Particularly the calves of Beluga Whales. When these large whales start to develop a thick layer of blubber, their skin is shed, and this happens regularly throughout their life. They will also go through an annual molt and this is something you don’t see with any other species of whale.
Baby Whale FAQs
What Is The Lifespan Of A Baby Whale?
The lifespan of whales varies widely across the different species, and some live for so long that it has been hard to accurately record their lifespan so far.
Blue whales for example, are estimated to live on average between 80 to 90 years, but this is yet to be definitively confirmed. Bowhead whales are thought to be able to life as long as 200 years, but time will tell. In terms of science, we haven’t been observing whales for long enough to accurately define some of their lifespans – they can live a long time!
Some, we can more accurately measure. The Beluga Whale for example, we know they live between 35-50 years on average. Also, the typical lifespan for a sperm whale is 70 years, though longer is possible.
How Many Baby Whales Are Born In A Litter?
Almost all whale births are of a single offspring. Twins can happen with some species, but these are estimated to occur in less than 1% of all births.
What Do Baby Whales Eat?
Baby whales will survive from their mothers milk entirely at first. They will continue to drink milk for between 4-11 months, but on average, are weaned by around 7 months.
Once onto solid food, baby whales will eat a variety of small fish and small sea creatures such as krill. They can eat lots of krill, which although tiny, make up a major part of their diet.
The adult blue whale for example, can eat up to 12,000 lbs of krill every day during a feeding season.
How Quick Do Baby Whales Grow?
It differs between species, but whales can generally be expected to double their size and weight within the first six months of their life. It may be between 5 to 15 years until they reach their full size and sexual maturity, depending on the type of whale.
Where Do Baby Whales Live?
Baby whales tend to live in shallow bay areas with their mothers, where food is plentiful and threats are low. Many whale species are migratory and will move around the oceans seasonally, for feeding and breeding. Some, such as the Bowhead whale, tend to stick to the same waters – particularly in the arctic, avoiding long journeys.

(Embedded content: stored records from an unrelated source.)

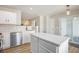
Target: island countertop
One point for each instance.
(57, 39)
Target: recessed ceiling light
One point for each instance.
(30, 8)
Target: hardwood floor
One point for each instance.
(26, 48)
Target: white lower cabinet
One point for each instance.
(6, 40)
(40, 45)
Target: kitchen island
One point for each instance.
(49, 43)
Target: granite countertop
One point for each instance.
(57, 39)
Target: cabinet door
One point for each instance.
(2, 17)
(35, 44)
(6, 40)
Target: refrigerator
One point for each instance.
(15, 39)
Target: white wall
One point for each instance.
(18, 13)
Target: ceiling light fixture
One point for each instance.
(30, 8)
(68, 9)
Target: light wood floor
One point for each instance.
(26, 48)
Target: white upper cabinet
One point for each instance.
(7, 17)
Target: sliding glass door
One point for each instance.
(69, 26)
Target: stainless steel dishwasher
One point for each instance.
(15, 39)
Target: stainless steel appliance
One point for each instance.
(15, 39)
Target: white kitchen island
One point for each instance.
(49, 43)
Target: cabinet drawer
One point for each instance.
(48, 45)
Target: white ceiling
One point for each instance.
(38, 9)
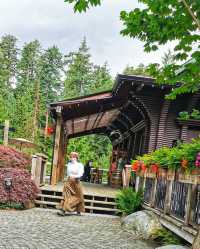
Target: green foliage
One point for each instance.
(83, 5)
(171, 157)
(166, 237)
(82, 76)
(12, 205)
(31, 78)
(158, 23)
(184, 115)
(139, 70)
(195, 114)
(129, 201)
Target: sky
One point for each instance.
(53, 22)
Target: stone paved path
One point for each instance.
(42, 229)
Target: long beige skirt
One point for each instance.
(73, 199)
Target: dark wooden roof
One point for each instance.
(97, 112)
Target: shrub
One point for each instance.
(172, 158)
(195, 114)
(129, 201)
(11, 158)
(23, 189)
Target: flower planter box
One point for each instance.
(150, 174)
(162, 173)
(196, 172)
(29, 204)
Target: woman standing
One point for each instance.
(73, 199)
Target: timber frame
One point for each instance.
(135, 108)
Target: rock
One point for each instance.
(172, 247)
(143, 223)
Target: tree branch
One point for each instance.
(191, 13)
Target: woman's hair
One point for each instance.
(88, 163)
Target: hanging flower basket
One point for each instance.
(184, 164)
(136, 166)
(162, 172)
(154, 168)
(50, 130)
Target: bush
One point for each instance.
(11, 158)
(23, 189)
(129, 201)
(172, 158)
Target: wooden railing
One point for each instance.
(173, 194)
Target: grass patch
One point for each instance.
(12, 205)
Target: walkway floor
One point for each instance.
(88, 188)
(42, 228)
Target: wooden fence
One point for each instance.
(173, 194)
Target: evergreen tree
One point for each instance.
(50, 77)
(79, 72)
(27, 90)
(8, 62)
(141, 69)
(102, 80)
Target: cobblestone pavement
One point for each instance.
(42, 229)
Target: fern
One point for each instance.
(129, 201)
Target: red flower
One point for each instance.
(184, 163)
(154, 168)
(50, 130)
(143, 167)
(136, 166)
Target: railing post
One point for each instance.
(153, 193)
(188, 205)
(6, 130)
(194, 190)
(168, 197)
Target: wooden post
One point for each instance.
(54, 177)
(153, 194)
(188, 205)
(168, 197)
(46, 124)
(6, 130)
(194, 190)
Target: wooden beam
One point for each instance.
(100, 111)
(86, 123)
(98, 122)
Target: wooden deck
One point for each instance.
(88, 189)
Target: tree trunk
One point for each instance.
(196, 243)
(36, 110)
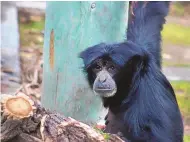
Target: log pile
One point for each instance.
(24, 120)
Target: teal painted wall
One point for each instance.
(76, 26)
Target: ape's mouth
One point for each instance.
(105, 92)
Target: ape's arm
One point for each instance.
(145, 25)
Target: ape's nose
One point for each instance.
(102, 78)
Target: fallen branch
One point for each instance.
(24, 120)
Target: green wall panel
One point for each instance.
(71, 27)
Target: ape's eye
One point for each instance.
(112, 67)
(97, 67)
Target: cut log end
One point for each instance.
(17, 107)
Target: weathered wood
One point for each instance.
(71, 27)
(42, 125)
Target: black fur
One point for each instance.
(144, 107)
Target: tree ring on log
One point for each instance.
(18, 106)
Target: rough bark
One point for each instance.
(33, 123)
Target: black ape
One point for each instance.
(127, 76)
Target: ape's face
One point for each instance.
(103, 72)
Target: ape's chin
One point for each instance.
(105, 93)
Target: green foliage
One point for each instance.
(176, 34)
(178, 9)
(182, 90)
(186, 138)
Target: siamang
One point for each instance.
(128, 77)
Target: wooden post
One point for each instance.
(71, 27)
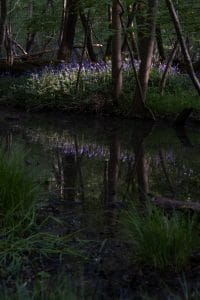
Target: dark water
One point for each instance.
(94, 168)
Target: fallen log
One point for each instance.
(176, 204)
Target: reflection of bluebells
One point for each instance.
(93, 150)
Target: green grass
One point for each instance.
(23, 237)
(43, 289)
(162, 241)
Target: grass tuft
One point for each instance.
(162, 241)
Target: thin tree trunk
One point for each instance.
(167, 68)
(117, 80)
(87, 28)
(68, 28)
(160, 46)
(131, 16)
(108, 51)
(3, 16)
(184, 49)
(146, 25)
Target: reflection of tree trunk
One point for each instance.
(142, 168)
(182, 136)
(113, 168)
(79, 171)
(165, 172)
(70, 176)
(141, 165)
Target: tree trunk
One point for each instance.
(108, 51)
(167, 68)
(3, 16)
(131, 15)
(160, 46)
(184, 49)
(88, 32)
(68, 29)
(146, 21)
(116, 51)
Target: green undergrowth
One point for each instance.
(44, 288)
(160, 240)
(93, 93)
(25, 240)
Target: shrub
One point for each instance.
(160, 240)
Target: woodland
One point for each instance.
(120, 54)
(99, 154)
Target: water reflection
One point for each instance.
(94, 169)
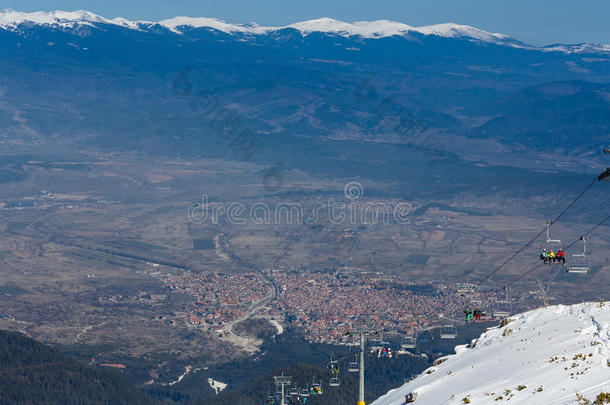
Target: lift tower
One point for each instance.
(283, 381)
(362, 333)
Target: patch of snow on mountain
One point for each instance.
(67, 19)
(545, 356)
(455, 30)
(11, 20)
(175, 23)
(366, 29)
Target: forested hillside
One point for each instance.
(33, 373)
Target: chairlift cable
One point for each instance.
(567, 247)
(538, 234)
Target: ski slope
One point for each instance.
(545, 356)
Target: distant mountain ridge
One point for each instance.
(64, 73)
(12, 20)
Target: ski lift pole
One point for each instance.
(361, 383)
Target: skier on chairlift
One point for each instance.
(561, 256)
(544, 255)
(469, 314)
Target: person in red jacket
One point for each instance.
(561, 256)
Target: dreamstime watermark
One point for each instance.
(334, 212)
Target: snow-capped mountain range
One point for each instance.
(11, 20)
(548, 356)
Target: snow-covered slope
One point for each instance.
(10, 19)
(545, 356)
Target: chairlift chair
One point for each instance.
(408, 342)
(448, 332)
(353, 367)
(425, 337)
(334, 382)
(580, 261)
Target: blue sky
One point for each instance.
(534, 21)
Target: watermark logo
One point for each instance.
(353, 212)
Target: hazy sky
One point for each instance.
(534, 21)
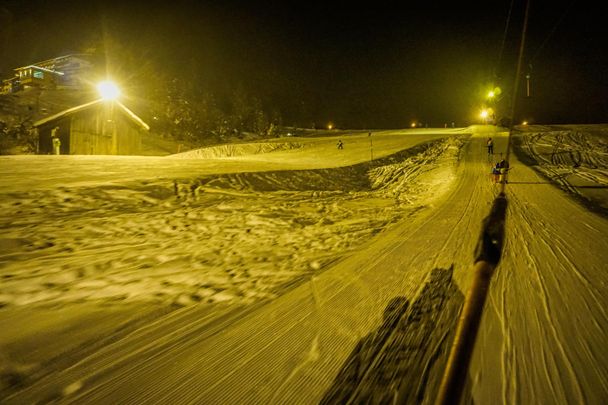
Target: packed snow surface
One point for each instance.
(294, 272)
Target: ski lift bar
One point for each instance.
(488, 252)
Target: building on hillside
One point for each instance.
(37, 76)
(100, 127)
(64, 71)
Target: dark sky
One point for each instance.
(378, 66)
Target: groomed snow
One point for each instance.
(317, 243)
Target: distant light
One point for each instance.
(108, 90)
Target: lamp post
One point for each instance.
(109, 92)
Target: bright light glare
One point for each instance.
(108, 90)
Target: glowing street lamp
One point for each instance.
(108, 90)
(484, 114)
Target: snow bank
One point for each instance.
(234, 238)
(231, 150)
(573, 157)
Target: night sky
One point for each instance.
(359, 67)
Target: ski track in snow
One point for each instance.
(543, 331)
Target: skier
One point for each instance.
(56, 146)
(504, 168)
(496, 172)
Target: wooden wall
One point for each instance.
(104, 130)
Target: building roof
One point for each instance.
(72, 55)
(40, 68)
(86, 106)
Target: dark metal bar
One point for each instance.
(487, 256)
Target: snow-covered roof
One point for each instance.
(72, 55)
(41, 68)
(82, 107)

Natural Predators Of Baby Whales
It’s hard to think of an animal so big, that lives so remotely having any predators, but they do. There are not many animals that can challenge a whale, but some sharks are brave enough to give it a go. Other than humans, that have by far been the biggest and most impactful predator to whale populations over the centuries, it is the Orca that is the biggest natural predator.
Killer whales are apex predators, but are not true whales as the name suggests. They are actually a member of the dolphin family. They might be smaller than the blue whale but they will actively hunt and kill them particularly baby whales that are easier prey.